La notion d'intention est un concept fondamental en philosophie, en psychologie, en justice... abordant pêle-mêle les aspects de la conscience, de la volonté (libre ?), de l'évolution sous toutes ses formes...
Tandis que l'évolution biologique semble bien se dérouler sans "intention" ni but prédéterminé (en l'absence de l'hypothèse théiste / créationniste impossible à étayer), les humains - fruits de cette évolution "aveugle" - se considèrent pourtant comme des agents intentionnels, avec des objectifs et des désirs.
Ce qui n'est pas sans poser question : comment un univers "sans intention" pourrait faire émerger une intention animale ou humaine ? J'avoue que ce n'est pas la première question qui vient à l'esprit chaque matin au saut du lit.
Et pourtant...
Reprenons.
L'évolution est un processus de sélection naturelle où les mutations génétiques se produisent aléatoirement. Ces mutations peuvent être avantageuses, neutres ou désavantageuses pour la survie et la reproduction. Les mutations bénéfiques sont sélectionnées et transmises aux générations suivantes. L'évolution ne suit donc pas de plan ou de finalité, mais résulte des interactions entre les organismes et leur environnement. Richard Dawkins, dans "Le Gène égoïste", soutient que les gènes sont "égoïstes" car ils semblent œuvrer pour leur propre survie, mais cela se fait sans intention consciente évidemment.
Petite vidéo de présentation de cette idée lumineuse :
Ainsi, les fossiles montrent des changements progressifs dans les espèces, comme le passage des poissons aux amphibiens, illustrant des adaptations successives sans planification.
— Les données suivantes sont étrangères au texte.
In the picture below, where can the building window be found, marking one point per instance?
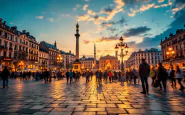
(16, 39)
(1, 32)
(6, 35)
(5, 44)
(4, 54)
(10, 54)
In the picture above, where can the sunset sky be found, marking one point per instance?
(142, 23)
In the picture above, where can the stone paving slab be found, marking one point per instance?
(58, 98)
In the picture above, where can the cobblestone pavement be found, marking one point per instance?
(58, 98)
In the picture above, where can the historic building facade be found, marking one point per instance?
(7, 39)
(177, 44)
(18, 50)
(43, 59)
(68, 59)
(87, 63)
(53, 53)
(152, 56)
(108, 63)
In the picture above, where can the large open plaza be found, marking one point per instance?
(80, 98)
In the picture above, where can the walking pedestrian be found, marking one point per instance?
(97, 76)
(71, 76)
(144, 71)
(135, 74)
(162, 77)
(87, 76)
(179, 77)
(105, 76)
(5, 73)
(100, 77)
(172, 77)
(67, 76)
(110, 76)
(153, 75)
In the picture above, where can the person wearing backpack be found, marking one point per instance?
(162, 77)
(144, 71)
(153, 75)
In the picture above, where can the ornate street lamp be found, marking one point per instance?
(170, 55)
(59, 58)
(124, 50)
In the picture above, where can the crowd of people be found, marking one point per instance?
(159, 76)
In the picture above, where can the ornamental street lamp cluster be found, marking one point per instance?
(59, 58)
(170, 55)
(124, 50)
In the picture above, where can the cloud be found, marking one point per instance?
(83, 17)
(110, 23)
(155, 41)
(76, 7)
(119, 3)
(40, 17)
(112, 30)
(160, 1)
(136, 31)
(131, 2)
(51, 19)
(85, 7)
(43, 35)
(86, 41)
(108, 10)
(103, 15)
(174, 10)
(146, 7)
(106, 39)
(66, 15)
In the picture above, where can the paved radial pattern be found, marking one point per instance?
(58, 98)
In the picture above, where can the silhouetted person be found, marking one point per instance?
(110, 76)
(67, 76)
(162, 76)
(144, 71)
(71, 76)
(172, 77)
(87, 76)
(5, 73)
(179, 76)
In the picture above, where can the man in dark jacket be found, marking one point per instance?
(144, 71)
(5, 73)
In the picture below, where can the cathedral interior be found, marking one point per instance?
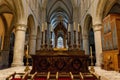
(60, 39)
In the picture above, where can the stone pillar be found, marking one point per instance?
(55, 41)
(98, 43)
(19, 44)
(85, 44)
(38, 42)
(64, 41)
(32, 44)
(5, 51)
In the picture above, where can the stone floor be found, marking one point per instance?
(105, 75)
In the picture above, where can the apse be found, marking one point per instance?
(59, 14)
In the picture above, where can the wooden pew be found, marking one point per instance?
(64, 76)
(40, 76)
(18, 76)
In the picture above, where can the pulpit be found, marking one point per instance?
(60, 61)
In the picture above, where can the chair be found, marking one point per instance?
(64, 76)
(17, 76)
(40, 76)
(87, 76)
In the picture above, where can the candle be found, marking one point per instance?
(51, 29)
(91, 51)
(45, 25)
(42, 27)
(68, 27)
(74, 26)
(78, 28)
(27, 51)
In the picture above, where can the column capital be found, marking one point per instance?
(20, 27)
(97, 27)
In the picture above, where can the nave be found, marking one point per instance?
(104, 75)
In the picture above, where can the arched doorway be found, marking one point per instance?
(60, 42)
(88, 37)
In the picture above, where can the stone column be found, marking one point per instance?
(38, 42)
(32, 44)
(55, 41)
(85, 44)
(64, 41)
(98, 43)
(19, 44)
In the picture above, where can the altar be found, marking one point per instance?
(60, 61)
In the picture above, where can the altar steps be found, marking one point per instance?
(63, 76)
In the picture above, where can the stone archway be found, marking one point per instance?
(6, 28)
(88, 36)
(38, 39)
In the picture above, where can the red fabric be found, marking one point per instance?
(89, 78)
(40, 79)
(66, 78)
(16, 79)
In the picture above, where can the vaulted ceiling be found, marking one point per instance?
(59, 11)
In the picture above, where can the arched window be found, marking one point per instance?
(60, 42)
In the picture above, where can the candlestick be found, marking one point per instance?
(42, 27)
(74, 26)
(51, 29)
(68, 27)
(78, 28)
(91, 51)
(27, 51)
(27, 62)
(45, 25)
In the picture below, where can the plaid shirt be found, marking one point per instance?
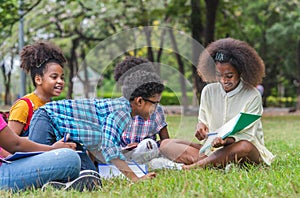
(98, 124)
(140, 129)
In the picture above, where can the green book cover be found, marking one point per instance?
(236, 124)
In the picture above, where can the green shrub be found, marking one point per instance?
(273, 101)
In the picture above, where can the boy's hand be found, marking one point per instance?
(218, 142)
(148, 176)
(62, 144)
(201, 131)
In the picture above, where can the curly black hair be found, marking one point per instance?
(237, 53)
(129, 64)
(141, 84)
(34, 58)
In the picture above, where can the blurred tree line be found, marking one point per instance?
(78, 26)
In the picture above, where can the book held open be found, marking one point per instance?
(233, 126)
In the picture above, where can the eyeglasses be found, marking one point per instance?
(153, 102)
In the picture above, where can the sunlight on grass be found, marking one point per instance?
(282, 137)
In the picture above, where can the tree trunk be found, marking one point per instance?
(298, 77)
(85, 81)
(73, 65)
(181, 70)
(197, 30)
(149, 48)
(211, 11)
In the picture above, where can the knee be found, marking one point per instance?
(245, 146)
(164, 143)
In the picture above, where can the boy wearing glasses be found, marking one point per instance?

Les découvertes paléontologiques, comme les dinosaures à plumes qui sont les ancêtres des oiseaux actuels, démontrent en quelque sorte l'absence d'intention dirigée dans l'évolution : cette évolution prend de sacrés détours.
A l'inverse, contrairement aux processus évolutifs, les humains se perçoivent comme des êtres intentionnels. L'intention humaine pourrait être définie comme un état mental dans lequel une personne se propose de réaliser une action. Ce concept implique des processus cognitifs complexes, incluant la planification, la prise de décision et la direction des efforts vers un objectif.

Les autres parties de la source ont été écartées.